ATLANTA - Georgia public school systems willing to be held more accountable for their students' performance should be given more flexibility to achieve the improvements they're seeking, a state task force recommended Monday.
But after more than three years of work, the panel of educators, lawmakers and business leaders still hasn't determined what it should cost to support the new "education partnership" between the state and local schools.
"Trying to figure out what it takes has been a long, drawn-out process," said Dean Alford of Conyers, chairman of the Governor's Education Finance Task Force and a former member of the state Board of Education. "It's a big old train we've been trying to keep on track."
Gov.
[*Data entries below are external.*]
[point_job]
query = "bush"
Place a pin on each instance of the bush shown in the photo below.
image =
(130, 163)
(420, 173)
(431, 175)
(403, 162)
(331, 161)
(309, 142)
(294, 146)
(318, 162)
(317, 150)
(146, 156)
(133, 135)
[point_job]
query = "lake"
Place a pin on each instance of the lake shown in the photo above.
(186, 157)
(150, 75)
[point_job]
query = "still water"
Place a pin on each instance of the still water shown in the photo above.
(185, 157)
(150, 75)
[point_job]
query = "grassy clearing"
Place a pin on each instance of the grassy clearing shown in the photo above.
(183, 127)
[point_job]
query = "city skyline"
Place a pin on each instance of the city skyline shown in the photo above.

Sonny Perdue created the task force in 2004 to overhaul Georgia's 20-year-old public-school funding formula.
The panel's members agreed early on that the key to fulfilling their mission would be to come up with a price tag for providing every student with a quality education.
While one subcommittee continues to crunch those numbers, a second came up with the recommendation adopted on Monday.
The proposal, which is expected to be taken up by the legislature this winter, would scrap the current single formula and allow school systems to choose between five models.
They would range from the least flexible, the current formula, to the charter system model enacted by the General Assembly last year, which would give districts the most flexibility.
"This is an opportunity for the systems to be proactive, more than they are now," said Alvin Wilbanks, superintendent of Gwinnett County Public Schools and the subcommittee's chairman.
"One size does not fit all," Alford added. "This will give us a framework so 180 systems can contract uniquely with the state."
The contract model each system selects would be subject to approval by the state Department of Education.
In order to continue earning the degree of flexibility extended under the contract they choose, systems would have to demonstrate ongoing progress.
Education groups generally support the concept of giving school systems more choices in their partnerships with the state.
But there also have been complaints that three years have gone by without the task force addressing its central mission.
"I was disappointed earlier in the process over the time it was taking," Perdue said Monday. "(But) this is an area where I'd rather have a good product than necessarily a fast product."
However, time could be running out for the task force to wrap up its work because of a deadline outside of its control.
A lawsuit filed shortly after the panel was created charging the state with failing to adequately fund public education is due to go to trial later this year.
The case is being brought by a consortium of mostly rural school districts.